C'est une voiture de course qui file devant les tribunes du GP de Suisse à Meyrin, en juin 1923. Comme l'obturateur à rideau de l'appareil n'est, lui, pas très rapide, le bolide se déforme sur l'image en noir & blanc de Frank Henri Julien: les roues de la voiture prennent la forme d'ellipses, la calandre s'avance en pointe vers l'avant. En revanche, l'année précédente, le même photographe professionnel avait tranquillement, sans déformation aucune, saisit la vingtaine de ballons ronds qui participaient à la Coupe internationale Gordon-Bennett, qui se tenait près de l'usine à gaz de Vernier. Ces deux magnifiques images, dues au talent oublié de F. H. Julien (1882-1962), figurent dans la nouvelle exposition photographique de la Maison Tavel, dans la Vieille-Ville de Genève.
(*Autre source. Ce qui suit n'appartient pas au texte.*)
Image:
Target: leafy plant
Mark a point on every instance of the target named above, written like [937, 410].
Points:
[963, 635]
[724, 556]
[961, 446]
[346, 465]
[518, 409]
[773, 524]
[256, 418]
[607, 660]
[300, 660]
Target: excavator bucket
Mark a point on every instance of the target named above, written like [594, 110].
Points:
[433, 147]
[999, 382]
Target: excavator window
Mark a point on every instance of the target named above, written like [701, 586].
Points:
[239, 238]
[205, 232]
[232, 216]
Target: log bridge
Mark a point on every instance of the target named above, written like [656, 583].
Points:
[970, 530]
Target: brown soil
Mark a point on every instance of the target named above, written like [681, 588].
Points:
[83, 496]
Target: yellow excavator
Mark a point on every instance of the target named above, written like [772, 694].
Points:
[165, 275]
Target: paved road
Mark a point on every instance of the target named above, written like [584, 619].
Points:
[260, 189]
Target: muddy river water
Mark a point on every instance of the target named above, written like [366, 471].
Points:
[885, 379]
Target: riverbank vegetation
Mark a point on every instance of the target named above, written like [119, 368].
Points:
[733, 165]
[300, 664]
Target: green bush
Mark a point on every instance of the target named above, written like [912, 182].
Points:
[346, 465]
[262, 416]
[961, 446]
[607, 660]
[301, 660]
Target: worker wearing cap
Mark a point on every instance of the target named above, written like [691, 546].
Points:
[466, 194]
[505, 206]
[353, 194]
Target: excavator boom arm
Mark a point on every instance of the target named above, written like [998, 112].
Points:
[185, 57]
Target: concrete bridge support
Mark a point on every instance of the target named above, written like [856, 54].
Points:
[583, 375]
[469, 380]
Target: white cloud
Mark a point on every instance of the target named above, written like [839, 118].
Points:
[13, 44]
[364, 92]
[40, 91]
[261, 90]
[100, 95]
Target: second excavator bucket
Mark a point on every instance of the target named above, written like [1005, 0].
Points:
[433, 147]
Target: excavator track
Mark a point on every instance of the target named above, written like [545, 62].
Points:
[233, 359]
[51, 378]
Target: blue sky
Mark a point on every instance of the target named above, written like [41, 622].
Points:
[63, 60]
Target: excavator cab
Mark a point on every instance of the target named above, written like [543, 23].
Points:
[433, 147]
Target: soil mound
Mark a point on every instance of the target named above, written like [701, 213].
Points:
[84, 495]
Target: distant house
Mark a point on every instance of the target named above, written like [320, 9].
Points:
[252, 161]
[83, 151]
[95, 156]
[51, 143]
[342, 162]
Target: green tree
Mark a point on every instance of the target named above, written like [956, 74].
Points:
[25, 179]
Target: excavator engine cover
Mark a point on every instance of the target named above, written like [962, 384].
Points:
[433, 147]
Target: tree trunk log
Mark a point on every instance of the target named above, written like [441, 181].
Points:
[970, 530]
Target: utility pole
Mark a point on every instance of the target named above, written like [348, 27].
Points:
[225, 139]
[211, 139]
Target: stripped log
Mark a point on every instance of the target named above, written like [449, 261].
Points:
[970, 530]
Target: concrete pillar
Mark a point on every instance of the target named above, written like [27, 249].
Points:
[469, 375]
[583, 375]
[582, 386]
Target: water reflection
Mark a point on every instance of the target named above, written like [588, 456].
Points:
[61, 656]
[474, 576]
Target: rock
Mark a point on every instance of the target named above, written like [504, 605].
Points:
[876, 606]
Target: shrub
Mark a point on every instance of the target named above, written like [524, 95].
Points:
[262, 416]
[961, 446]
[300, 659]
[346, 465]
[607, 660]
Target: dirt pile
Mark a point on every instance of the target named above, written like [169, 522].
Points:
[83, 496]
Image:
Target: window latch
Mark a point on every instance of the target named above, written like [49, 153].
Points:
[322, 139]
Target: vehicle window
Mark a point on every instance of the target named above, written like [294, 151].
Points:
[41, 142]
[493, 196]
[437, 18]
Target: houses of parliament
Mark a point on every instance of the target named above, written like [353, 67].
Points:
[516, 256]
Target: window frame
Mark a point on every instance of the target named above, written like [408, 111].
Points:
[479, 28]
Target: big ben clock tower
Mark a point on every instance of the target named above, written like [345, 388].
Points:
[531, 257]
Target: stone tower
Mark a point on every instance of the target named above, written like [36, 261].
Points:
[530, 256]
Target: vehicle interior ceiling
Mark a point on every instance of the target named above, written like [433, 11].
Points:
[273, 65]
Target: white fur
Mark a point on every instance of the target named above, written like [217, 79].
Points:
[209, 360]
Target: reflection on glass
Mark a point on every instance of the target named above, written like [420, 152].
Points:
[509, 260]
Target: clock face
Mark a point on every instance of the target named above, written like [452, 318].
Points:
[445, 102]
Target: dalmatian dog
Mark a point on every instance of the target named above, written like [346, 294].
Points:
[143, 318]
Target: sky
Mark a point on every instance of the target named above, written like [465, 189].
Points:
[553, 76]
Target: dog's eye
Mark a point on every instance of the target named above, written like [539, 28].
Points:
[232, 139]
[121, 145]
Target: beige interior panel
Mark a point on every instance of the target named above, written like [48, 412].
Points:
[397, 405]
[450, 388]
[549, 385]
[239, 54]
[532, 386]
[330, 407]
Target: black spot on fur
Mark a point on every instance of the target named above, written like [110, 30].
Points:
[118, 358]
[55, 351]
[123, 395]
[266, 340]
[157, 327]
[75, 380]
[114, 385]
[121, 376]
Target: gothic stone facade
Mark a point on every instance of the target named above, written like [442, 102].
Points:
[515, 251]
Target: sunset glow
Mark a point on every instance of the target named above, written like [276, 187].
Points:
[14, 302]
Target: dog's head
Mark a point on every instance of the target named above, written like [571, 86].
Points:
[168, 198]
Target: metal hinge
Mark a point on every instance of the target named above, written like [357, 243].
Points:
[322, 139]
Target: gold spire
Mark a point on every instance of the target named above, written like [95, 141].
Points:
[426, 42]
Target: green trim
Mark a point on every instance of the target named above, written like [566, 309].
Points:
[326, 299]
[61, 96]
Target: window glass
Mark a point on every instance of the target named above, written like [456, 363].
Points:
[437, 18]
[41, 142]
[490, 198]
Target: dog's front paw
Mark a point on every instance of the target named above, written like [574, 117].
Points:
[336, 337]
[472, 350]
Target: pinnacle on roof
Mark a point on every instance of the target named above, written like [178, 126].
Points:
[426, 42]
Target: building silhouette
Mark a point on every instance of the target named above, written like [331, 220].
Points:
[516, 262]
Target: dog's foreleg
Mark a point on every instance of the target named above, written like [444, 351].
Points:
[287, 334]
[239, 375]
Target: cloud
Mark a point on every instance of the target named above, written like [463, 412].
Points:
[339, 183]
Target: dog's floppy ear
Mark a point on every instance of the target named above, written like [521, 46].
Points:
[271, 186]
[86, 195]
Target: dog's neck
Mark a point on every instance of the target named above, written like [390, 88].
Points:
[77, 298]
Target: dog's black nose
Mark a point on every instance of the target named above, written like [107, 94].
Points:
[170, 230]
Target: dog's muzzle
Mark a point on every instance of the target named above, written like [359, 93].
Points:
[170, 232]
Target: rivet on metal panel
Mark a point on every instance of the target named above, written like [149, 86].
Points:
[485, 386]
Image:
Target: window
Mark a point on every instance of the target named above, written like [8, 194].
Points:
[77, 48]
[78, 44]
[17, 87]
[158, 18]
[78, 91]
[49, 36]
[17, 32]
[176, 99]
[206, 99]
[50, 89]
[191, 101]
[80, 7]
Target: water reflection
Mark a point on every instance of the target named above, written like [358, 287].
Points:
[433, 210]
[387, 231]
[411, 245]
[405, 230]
Ce musée d'histoire urbaine puise chaque année dans le Centre d'iconographie genevoise pour présenter des photos anciennes qui décrivent un quartier de la ville, ou un thème de son quotidien. La neuvième et avant-dernière édition de la série «Quartiers de mémoire» se concentre sur les jours de fête, de la fin du XIXe siècle aux années 70. Premier constat: la diversité, la quantité et la ferveur des manifestations populaires contredisent la réputation austère de Genève. Que de cortèges, de foules, de parades, de défilés, de costumes, que de prétextes à liesses, libations et rires, que d'instants, aussi, dédiés à la mémoire, à la patrie, à la guerre et à la paix!

Petits et grands faits se mêlent dans cette rétrospective locale, de l'hommage dans les années 50 à la doyenne du canton (Mme Servettaz à Charrot) au toast porté, à la même époque, dans le Palais des expositions au couronnement d'Elisabeth II d'Angleterre. Petites et grandes fêtes s'unissent aussi dans l'exposition, de la photo de mariage prise par Maurice Wassermann (1899-1985) aux fastes du centenaire, durant l'été 1914, de l'entrée de Genève dans la Confédération. Petits et grands événements se côtoient de même sans heurts, tel un Salon de l'auto qui commence dans les années 20 à devenir trop grand pour le bâtiment électoral de la rue Général-Dufour ou le concours du plus beau château de sable à Genève-Plage.

Ce type d'exposition permet bien sûr de confronter la mémoire individuelle et celle de la photographie, de découvrir ou redécouvrir des lieux, de tisser des bribes de souvenirs personnels ou de récits des proches. Un exercice qui peut être pratiqué par les vieux de la vieille comme par les plus jeunes, et par ceux qui sont de souche, d'implantation récente, ou simplement de passage.

Quartiers de mémoire: jours de fête, Maison Tavel (rue du Puits-Saint-Pierre 6, Genève; tél. 022/418 37 00). Ma-di de 10h à 17h. Jusqu'au 10 avril 2005.